Är alla personuppgifter direkt eller indirekt känsliga? – Om yttergränserna för tillämpningen av artikel 9 i GDPR i ljuset av C-184/20 Etikosdomen

Abstract

In August 2022, the CJEU confirmed the existence of indirectly sensitive personal data, leaving critical questions unanswered. While certain data may unequivocally and indirectly disclose sensitive information, a vast amount of data can be used to indirectly deduce such sensitive data only through mere indication. This raises the question of which statistical thresholds or discretionary methods should be used to assess these uncertain cases. As such, this thesis explores the outer boundaries of Article 9 of the General Data Protection Regulation (GDPR) ahead of the anticipated preliminary ruling of C-21/23 Lindenapotheke, which is hoped to provide some clarity on the issue. Consequently, practitioners grappling with these questions are provided with valuable examples, analysis, and discussions to inspire their own legal analysis. By examining how data subjects' names in customer records can potentially reveal sexual orientation and ethnicity, readers gain insight into the three-step process of determining the permissibility of processing sensitive categories of personal data: identifying a sensitive category prohibited under Article 9(1), assessing the applicability of any exceptions under Article 9(2), and — as a last resort — conducting a proportionality test pursuant to Article 52(1) of the EU Charter.
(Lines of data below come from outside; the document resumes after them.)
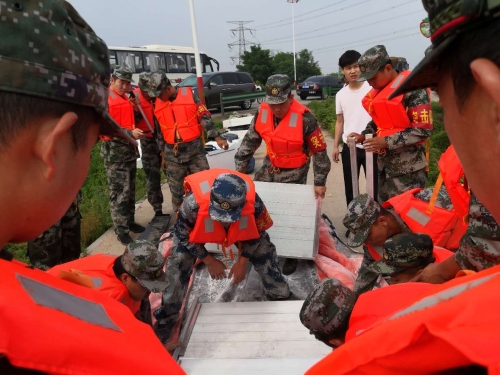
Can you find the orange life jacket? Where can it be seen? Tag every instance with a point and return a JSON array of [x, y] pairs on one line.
[[207, 230], [285, 142], [445, 327], [148, 110], [99, 268], [178, 119], [57, 327]]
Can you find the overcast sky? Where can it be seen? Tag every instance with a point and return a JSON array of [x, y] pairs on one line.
[[327, 27]]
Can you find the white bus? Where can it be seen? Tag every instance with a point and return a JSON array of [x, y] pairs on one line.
[[177, 62]]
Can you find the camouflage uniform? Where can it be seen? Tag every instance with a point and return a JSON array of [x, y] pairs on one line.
[[252, 141], [121, 168], [401, 166], [327, 309], [60, 243], [261, 252]]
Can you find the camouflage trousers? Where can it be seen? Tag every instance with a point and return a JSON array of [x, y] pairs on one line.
[[389, 187], [177, 172], [121, 186], [151, 164], [180, 267], [58, 244], [267, 173]]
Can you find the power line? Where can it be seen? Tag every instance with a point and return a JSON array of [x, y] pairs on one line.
[[242, 42], [344, 22]]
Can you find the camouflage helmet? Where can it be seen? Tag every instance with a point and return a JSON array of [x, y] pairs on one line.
[[123, 72], [362, 212], [371, 61], [227, 198], [142, 260], [327, 309], [448, 19], [153, 83], [403, 251], [49, 51], [278, 88]]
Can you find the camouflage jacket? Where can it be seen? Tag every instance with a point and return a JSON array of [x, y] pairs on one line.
[[252, 141], [190, 150], [480, 246], [186, 220], [404, 153]]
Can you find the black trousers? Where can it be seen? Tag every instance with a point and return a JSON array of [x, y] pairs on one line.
[[346, 166]]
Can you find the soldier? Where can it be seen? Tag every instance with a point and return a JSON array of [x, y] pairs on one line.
[[120, 157], [464, 66], [60, 243], [150, 145], [399, 126], [183, 121], [221, 208], [289, 146]]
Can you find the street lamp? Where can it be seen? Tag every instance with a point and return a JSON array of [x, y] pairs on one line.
[[293, 37]]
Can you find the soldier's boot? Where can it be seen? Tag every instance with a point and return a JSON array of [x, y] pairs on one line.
[[290, 266], [136, 228]]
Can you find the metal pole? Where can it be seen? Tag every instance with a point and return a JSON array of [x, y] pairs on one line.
[[370, 187], [201, 93]]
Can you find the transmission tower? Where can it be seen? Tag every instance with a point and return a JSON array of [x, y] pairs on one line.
[[242, 42]]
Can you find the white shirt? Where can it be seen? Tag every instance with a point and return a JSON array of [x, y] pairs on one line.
[[348, 103]]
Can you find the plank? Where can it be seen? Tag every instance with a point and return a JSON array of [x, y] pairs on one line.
[[272, 349], [263, 366]]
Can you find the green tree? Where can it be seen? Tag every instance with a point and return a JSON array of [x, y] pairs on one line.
[[257, 62]]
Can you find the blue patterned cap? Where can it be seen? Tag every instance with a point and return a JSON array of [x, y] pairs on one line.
[[227, 198]]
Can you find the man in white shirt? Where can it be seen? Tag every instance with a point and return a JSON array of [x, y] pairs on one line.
[[351, 118]]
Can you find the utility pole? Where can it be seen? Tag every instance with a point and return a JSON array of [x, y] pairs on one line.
[[242, 42]]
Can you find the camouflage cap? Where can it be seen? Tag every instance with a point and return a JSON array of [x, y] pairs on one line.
[[403, 251], [142, 260], [49, 51], [153, 83], [371, 61], [278, 88], [362, 212], [327, 309], [123, 72], [448, 19], [227, 198]]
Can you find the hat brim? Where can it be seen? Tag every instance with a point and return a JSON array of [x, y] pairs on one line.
[[159, 285], [110, 128], [426, 73], [224, 216]]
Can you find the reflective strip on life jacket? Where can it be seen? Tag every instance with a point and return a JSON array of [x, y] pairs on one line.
[[284, 143]]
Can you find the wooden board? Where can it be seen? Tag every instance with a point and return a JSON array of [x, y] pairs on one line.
[[295, 213], [249, 338]]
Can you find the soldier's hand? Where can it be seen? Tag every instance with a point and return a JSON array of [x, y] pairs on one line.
[[319, 191], [216, 268], [222, 143], [238, 270], [138, 134], [375, 144], [359, 138], [335, 155]]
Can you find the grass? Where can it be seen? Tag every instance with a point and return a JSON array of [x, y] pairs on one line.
[[324, 110]]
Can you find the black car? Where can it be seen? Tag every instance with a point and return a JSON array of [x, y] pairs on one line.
[[223, 82], [313, 86]]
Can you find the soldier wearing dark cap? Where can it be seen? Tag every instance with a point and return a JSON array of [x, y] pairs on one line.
[[463, 65], [399, 126], [183, 119], [221, 207], [120, 157], [292, 135]]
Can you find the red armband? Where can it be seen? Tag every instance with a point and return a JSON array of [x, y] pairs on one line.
[[316, 141], [264, 221], [421, 116]]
Unable to establish a detailed and definitive criteria, thresholds or other methods to be applied generally, the thesis contends that an assessment must be made on a case-by-case basis by taking into account whether credible or sufficient reasons to classify personal data as indirectly sensitive exist. One reinforcing factor should be when the data concerned is typically deemed to reveal a sensitive category Applied in practice, pupils attending confessional schools in Sweden do not automatically reveal religious beliefs, as there are both objective and subjective reasons for choosing such schools unrelated to their confessional profile. However, attendance in a Sami school does, in fact, reveal ethnicity, despite the theoretical possibility of non-Sami people attending one, as there are no non-Sami people who have chosen to attend one in practice. Additionally, the thesis predicts that the second question referred to in C-21/23 Lindenapotheke will be answered in the affirmative because such online customers are typically the ones taking the ordered medicine. However, only time will tell if the CJEU will continue down the path of broad interpretation.